Going though app notes, I can understand that turning it off (i.e. when drain-source voltage is increasing) can cause ringing due to parasitic NPN and also drain-gate capacitor which can charge the gate and turn the MOSFET back on, if the dv/dt is high enough.


But what's the reason behind ringing when turning the MOSFET ON? (i.e. when drain-source voltage is decreasing) How exactly does it happen?


Update:


Could it be that when people refer to ringing when turning on the MOSFET, they refer specifically to half/full bridge, and not a circuit with only a low side MOSFET? (As turning on the high side MOSFET would cause a positive dv/dt on the low side MOSFET.)



Answer



Schematic from original question:


enter image description here


You ask about ringing at turn-on, this can happen in some circumstances, but I think what you're really talking about is a short burst of oscillation at turn-on which is not caused by a passive LC circuit ringing, but rather by active oscillation from the FET. I'll try to look at every case...


Ringing at turn-off


The FET is ON so there is current through the load. When the FET turns OFF, a series LC circuit is formed. Its inductance is the load and traces, and its capacitance is the FET's Cds. Depending on layout, this can ring at high frequencies. The fix is to switch slower by adding a resistor to the gate, or add a snubber, or reduce the parasitics by a better layout.



Ringing at turn-on


In this case the loop is:


GND - Power supply decoupling caps - Load - FET - GND


This loop has inductance due to trace/wire length, and maybe the load has some inductance too. Thus it will form a LC resonant circuit with the supply decoupling caps when the FET is ON.

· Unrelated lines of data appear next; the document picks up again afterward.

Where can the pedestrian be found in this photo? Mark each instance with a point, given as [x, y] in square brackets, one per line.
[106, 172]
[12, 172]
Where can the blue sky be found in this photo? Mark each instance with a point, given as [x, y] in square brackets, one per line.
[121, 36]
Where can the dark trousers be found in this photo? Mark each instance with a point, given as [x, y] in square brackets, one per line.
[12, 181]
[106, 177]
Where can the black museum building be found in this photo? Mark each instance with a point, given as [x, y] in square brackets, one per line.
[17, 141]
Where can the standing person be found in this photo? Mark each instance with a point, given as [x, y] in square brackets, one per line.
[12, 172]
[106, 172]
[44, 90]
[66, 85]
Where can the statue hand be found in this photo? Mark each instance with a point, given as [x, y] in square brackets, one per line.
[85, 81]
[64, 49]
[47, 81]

I've never seen this one occur, but I guess it could if the values of supply caps, load inductance and damping resistance were "just right", but usual supply cap values would be too high to form a good resonance. IMO the most likely scenario for this to occur would be a low-value capacitive load, or at least a load with a strong capacitive component.


EMI


Also, a very important factor is that if the load is connected via wires, you really don't want to have high di/dt in them whether at turn-on or turn-off, as that would make a nice wideband radio jammer. These FET drivers are capable of very fast switching, which is a EMI headache, and slowing the switching to "as fast as you need but not faster" helps.

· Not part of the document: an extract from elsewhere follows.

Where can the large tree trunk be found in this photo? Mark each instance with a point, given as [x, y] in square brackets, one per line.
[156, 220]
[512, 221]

Ringing at turn-on revisited


This Synchronous Buck converter is not your original schematic, but it's worth mentioning it:


enter image description here



In this case, when the top FET turns ON, there will be ringing... although the real cause is more about the turn-off of the body diode of the bottom FET. The L and C which form the resonant circuit are the bottom FET's parasitics.


Oscillation


It is quite easy to create an unintentional Colpitts or Hartley oscillator around your FET, with FET capacitances, package inductance, layout inductance, etc:


enter image description here


If the FET has enough gm at some point during the switching cycle, a burst of oscillations can occur. Check this document. Frequency can be extremely high, tens or hundreds of MHz. This isn't a passive LC circuit ringing, it is an active oscillator.


Adding resistance (ie, positive real impedance, not imaginary) to the gate can damp this oscillator and prevent it from becoming active. A ferrite bead can also work well if it is selected to provide the desired resistance at the oscillation frequency, and it allows the FET to switch faster.